At this point, I don’t think many investors would consider Baidu (BIDU) and Google (GOOG) as similar companies. Sure, they both operate in the search business but the comparison stop there. Google was either kicked out or pulled off from China (depending on how you look at it) while Baidu (BIDU) mainly operates from the emerging world power. They both dominate their markets although Google’s market is obviously much bigger. One other main difference is that Baidu (BIDU) seems to believe in the benefits of something that Google (GOOG) clearly does not; stock splits.
A look back at Google
When Google did its initial IPO, on August 19th 2004, it was non-conventional in many ways. First off, it was not a traditional IPO in that every investor, small or big, had the opportunity to buy stocks since it was done through a dutch auction. The market set the price at 85$ which brought up many questions, especially since the stock opened up over 100$ and never traded under the 100$ barrier. Traditionally, when companies do an IPO, they choose to do so at prices around 20$ or so. There are exceptions of course but that is the general range that is used. So seeing Google go for such a high price was a bit surprising.
Just to clarify, the easy way to do a lower priced IPO would be to split all exisitng shares into 10 lower priced shares for example. That would have made the shares 10 x cheaper. But Google decided it was not going to do that, they would IPO at the price
It is a million dollar question of course isn’t it? Would investors prefer buying Google’s stock at 500$ (where it currently is) or buying a stock 10x more diluted for 50$. There are many different philisophies surrounding stock splits. The most “anti-split” person might be Warren Buffet. His stock has gone from a few hundred dollars to now being worth over 100,000$. Almost all companies would have split the shares at this point but Buffet, a practical man, believes that it would make no different. Why exchange 10 dimes for a dollar? It does come out to the same thing right?
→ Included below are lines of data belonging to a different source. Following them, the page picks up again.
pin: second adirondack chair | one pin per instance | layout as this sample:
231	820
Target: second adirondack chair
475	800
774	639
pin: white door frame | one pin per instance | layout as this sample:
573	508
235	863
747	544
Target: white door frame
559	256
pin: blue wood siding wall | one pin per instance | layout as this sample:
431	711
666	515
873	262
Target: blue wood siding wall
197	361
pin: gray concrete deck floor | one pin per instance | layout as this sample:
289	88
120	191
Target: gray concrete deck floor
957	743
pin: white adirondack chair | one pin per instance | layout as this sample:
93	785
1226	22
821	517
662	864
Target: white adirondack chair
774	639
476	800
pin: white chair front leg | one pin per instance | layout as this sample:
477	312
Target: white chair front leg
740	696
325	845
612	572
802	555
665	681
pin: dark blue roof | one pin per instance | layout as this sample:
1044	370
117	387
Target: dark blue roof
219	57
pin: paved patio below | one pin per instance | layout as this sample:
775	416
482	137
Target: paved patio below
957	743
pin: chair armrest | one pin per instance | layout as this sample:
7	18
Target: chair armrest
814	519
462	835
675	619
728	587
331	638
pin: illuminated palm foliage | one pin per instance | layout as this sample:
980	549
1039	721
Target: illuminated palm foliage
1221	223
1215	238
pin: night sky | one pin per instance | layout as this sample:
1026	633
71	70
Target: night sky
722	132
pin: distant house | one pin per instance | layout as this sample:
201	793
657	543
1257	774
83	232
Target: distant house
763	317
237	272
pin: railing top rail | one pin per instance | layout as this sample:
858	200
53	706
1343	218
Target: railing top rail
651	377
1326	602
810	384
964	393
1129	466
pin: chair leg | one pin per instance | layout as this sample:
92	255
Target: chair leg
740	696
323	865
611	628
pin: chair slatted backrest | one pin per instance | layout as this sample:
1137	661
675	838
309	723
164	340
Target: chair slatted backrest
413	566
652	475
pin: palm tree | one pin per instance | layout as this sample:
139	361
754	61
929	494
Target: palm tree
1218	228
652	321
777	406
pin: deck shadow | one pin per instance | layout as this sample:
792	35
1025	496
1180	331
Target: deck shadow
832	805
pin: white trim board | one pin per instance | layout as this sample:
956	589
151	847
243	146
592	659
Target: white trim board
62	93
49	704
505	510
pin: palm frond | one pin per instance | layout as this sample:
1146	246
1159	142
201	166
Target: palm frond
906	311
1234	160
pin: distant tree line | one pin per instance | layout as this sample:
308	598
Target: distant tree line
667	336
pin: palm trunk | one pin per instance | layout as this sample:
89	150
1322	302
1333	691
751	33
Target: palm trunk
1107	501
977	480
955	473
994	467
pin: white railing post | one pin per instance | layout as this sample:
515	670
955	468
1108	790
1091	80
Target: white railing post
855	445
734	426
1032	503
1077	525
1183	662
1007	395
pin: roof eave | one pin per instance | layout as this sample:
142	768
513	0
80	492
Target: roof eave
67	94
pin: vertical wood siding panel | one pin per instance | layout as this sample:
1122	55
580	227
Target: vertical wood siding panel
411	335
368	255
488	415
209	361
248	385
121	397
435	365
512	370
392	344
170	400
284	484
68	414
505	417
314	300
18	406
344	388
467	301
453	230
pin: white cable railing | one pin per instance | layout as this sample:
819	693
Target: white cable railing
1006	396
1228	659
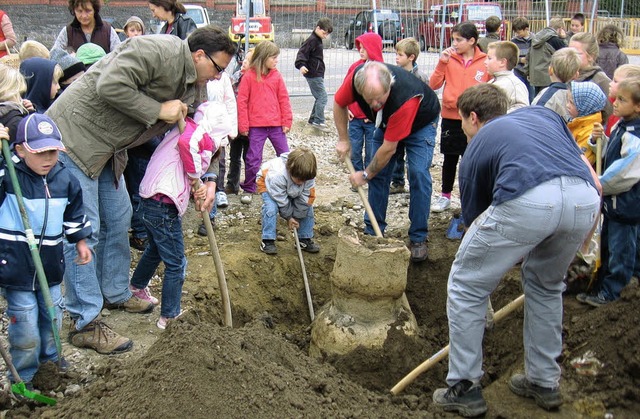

But there is a counter to that argument. You can see in any store that consumers generally buy more of a lower priced items even if it comes down to the same thing. The same logic would probably apply to stocks. It is a debate with no end though. Think of an investor that wants to buy 2000$ worth of Google. Does he prefer buying 4 shares at the current price or perhaps 100 at a lower price. It might be psychological only but many investors would prefer the 100 shares at a lower price. Logical or not, more buyers can bring higher stock prices which is obviously good for Google. You could find hundreds of companies that believe in doing a split and others that don’t, there is no clear answer…
We can discuss it all we want but in the end it seems like a philosophy and Google has decided to avoid stock splits while Baidu went ahead and did one on May 12th. They went ahead and did a 10 for 1 stock split moving from a 700$+ stock price to just over 70$.
Did it pay off?
The end result is that it paid off big time. The day after the split, while the Nasdaq moved up slightly (1.8%), Baidu moved up 9.5% with no other significant news contributing to the jump!!! For a company with a market cap of $25 billion, even a gain of 5-7% is huge. Did Baidu just create value through its split? Of course, there is no official reason as many other explanations could be used… but it certainly looks to me like this split was a very good move by Baidu… Do you guys agree?